North Pacific Intermediate Water (NPIW) spreads in the subtropical North Pacific as a salinity minimum on the not-outcropping surface of 26.8 sigma-theta. However, its formation processes have been unclear yet. I examined its processes with a General Circulation Model (GCM). When GCM is driven by the annual mean wind, a salinity minimum is produced in the North Pacific, as is similar to NPIW except for its lighter density. Being examined with the particle-tracking and T-S diagram, this salinity minimum water is formed by freshening surface flux at the Kuroshio Separation and its density is determined by the surface density there. These processes are inconsistent with observations, thus this salinity minimum should be called ``false NPIW". False NPIW results from the northward extension of the northwestern North Pacific subtropical gyre beyond the Subarctic Front, as is expected from the annual mean wind.Thus this problem will be common to most GCMs and models must be used which can separate the Kuroshio realistically to reproduce NPIW.

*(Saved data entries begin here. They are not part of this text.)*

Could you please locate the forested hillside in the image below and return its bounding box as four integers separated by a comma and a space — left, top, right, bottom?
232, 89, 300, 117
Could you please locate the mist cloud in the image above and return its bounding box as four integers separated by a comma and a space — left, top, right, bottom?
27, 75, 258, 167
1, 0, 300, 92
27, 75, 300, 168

In order to avoid the ``false NPIW" problem, GCM is driven by the winter-like North Pacific wind which can separate the Kuroshio around 36N. In this model, a salinity minimum (Modeled-NPIW) appears around 26.8 sigma-theta as is similar to actual NPIW. As examimining Modeled-NPIW formation processes and fully comparing them with observations, NPIW salinity minimum is formed by the Oyashio mixing ratio increasing rapidly, exactly its gradient exceeding ``Critical Gradient", around 26.4--26.7 sigma-theta, and its density is almost determined by the bottom density of this range (then increases to 26.8 sigma-theta by the cabbeling when the Kuroshio/Oyashio mixing). This mixing ratio structure is caused basically by the rapid increase of the Oyashio layer thickness around 26.4--26.8 sigma-theta, resulting from the two factors of the Okhotsk Sea Mode Water (26.8--26.9 sigma-theta) and the winter sea surface density (about 26.5 sigma-theta). The salinity minimum should appear at the less dense layer than the bottom of this rapid increase thickness range by about 0.1 sigma-theta.
Examining the Okhotsk contributions with the isopycnal mixing model, NPIW is formed by its layer thickness increase effect primarily, its salinity reduction effect, however, has smaller contribution as the slight increase of NPIW salinity minimum density. Thus the Sea of Okhotsk is ``indispensable'' for NPIW formation rather than ``important'' due to its low potential vorticity water source.